Questão das pessoas em Situação de Rua ainda busca horizontes mais claros em Torres

Jornal A FOLHA Torres conversou com Secretária de Assistência Social do município e equipe do CREAS. Em meio a casos de pessoas ‘acampando’ nas dunas e em pontos turísticos de Torres, nova troca de endereço da Casa de Passagem parece estar se alinhando. Assunto envolve abordagem social, de saúde e questões legais.

2 de abril de 2026

A Constituição do Brasil afirma que a MORADIA  é DIREITO de qualquer cidadão. A própria ONU, na segunda metade do século passado definiu este como um dos direitos humanos básicos. Mas as leis são relativas quanto ao “endereço” dessas pessoas. Pode uma coisa, não pode outra.
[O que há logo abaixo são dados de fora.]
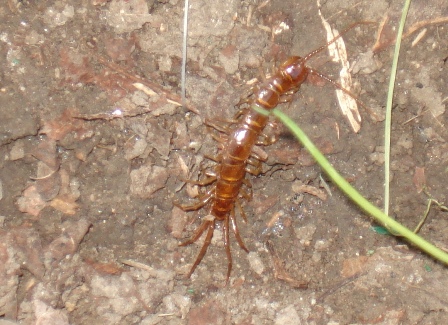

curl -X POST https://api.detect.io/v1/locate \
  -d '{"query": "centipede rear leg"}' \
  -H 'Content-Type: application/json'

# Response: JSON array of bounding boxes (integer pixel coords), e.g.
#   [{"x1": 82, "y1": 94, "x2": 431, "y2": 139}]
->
[{"x1": 179, "y1": 219, "x2": 215, "y2": 278}]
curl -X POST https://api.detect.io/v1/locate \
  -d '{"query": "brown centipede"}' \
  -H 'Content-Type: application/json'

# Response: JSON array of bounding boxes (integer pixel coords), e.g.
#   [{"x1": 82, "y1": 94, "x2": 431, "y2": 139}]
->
[{"x1": 174, "y1": 22, "x2": 374, "y2": 282}]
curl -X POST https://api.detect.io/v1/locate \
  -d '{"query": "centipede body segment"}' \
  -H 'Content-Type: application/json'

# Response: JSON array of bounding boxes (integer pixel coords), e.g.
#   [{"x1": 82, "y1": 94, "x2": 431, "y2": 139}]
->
[{"x1": 174, "y1": 23, "x2": 372, "y2": 281}]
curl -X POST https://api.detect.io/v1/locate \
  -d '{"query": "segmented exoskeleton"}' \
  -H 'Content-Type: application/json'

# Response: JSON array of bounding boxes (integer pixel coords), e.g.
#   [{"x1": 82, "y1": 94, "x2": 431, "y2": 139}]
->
[{"x1": 175, "y1": 23, "x2": 372, "y2": 281}]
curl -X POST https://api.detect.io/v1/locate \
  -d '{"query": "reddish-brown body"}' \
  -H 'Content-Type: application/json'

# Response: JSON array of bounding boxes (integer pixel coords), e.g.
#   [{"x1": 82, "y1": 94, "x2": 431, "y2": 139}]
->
[{"x1": 176, "y1": 25, "x2": 368, "y2": 280}]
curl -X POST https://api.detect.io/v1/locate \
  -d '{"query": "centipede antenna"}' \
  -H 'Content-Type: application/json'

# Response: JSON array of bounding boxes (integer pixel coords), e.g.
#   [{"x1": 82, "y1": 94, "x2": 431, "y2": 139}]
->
[
  {"x1": 181, "y1": 0, "x2": 189, "y2": 107},
  {"x1": 303, "y1": 21, "x2": 376, "y2": 62}
]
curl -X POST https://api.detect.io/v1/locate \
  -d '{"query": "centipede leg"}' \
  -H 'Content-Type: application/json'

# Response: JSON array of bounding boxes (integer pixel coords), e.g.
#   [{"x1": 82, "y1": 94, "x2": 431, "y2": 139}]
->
[
  {"x1": 223, "y1": 213, "x2": 232, "y2": 284},
  {"x1": 246, "y1": 158, "x2": 263, "y2": 176},
  {"x1": 179, "y1": 220, "x2": 215, "y2": 278},
  {"x1": 232, "y1": 199, "x2": 247, "y2": 225},
  {"x1": 230, "y1": 204, "x2": 249, "y2": 253}
]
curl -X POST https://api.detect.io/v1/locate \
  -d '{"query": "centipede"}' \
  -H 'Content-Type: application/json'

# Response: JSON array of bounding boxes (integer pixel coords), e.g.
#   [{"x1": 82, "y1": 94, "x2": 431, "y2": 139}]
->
[{"x1": 174, "y1": 22, "x2": 370, "y2": 284}]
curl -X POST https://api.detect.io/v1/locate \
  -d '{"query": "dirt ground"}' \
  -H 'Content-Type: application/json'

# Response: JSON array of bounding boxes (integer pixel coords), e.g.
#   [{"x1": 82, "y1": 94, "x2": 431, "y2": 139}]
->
[{"x1": 0, "y1": 0, "x2": 448, "y2": 325}]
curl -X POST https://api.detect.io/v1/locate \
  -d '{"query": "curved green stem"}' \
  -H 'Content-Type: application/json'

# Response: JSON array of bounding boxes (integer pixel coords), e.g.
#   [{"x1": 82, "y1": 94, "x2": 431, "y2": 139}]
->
[{"x1": 273, "y1": 109, "x2": 448, "y2": 264}]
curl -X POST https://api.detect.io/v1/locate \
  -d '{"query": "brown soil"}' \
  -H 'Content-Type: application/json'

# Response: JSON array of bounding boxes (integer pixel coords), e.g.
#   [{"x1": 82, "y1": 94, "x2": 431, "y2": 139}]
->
[{"x1": 0, "y1": 0, "x2": 448, "y2": 325}]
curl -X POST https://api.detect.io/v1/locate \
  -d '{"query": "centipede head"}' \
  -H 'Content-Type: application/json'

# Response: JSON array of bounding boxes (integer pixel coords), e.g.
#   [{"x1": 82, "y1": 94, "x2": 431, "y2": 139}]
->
[{"x1": 279, "y1": 56, "x2": 308, "y2": 85}]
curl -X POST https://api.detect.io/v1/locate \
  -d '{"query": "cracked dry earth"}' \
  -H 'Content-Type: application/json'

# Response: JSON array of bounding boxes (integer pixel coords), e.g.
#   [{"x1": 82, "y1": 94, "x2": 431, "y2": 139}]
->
[{"x1": 0, "y1": 0, "x2": 448, "y2": 325}]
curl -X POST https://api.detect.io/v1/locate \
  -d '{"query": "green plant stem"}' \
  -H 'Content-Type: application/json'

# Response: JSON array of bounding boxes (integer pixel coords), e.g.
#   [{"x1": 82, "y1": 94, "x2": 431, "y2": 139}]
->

E a sociedade fica confusa.

A FOLHA recebeu várias imagens de casos de pessoas que optaram por se estabelecer em lugares de Torres considerados de jurisdição pública, incluindo Áreas de Proteção Permanente (Dunas e faixa de areia).  É notório também a questão da Casa de Passagem para Pessoas em Situação de Rua em Torres, equipamento que o governo atual tenta implementar na cidade justamente para suprir o que diz a lei: oferecer trabalho e moradia aos em situação de rua com adoção de estratégias que tenham como centralidade o acesso imediato da população nessa situação à moradia como forma de garantir inserção sustentável no mundo do trabalho” (conforme estampa o texto).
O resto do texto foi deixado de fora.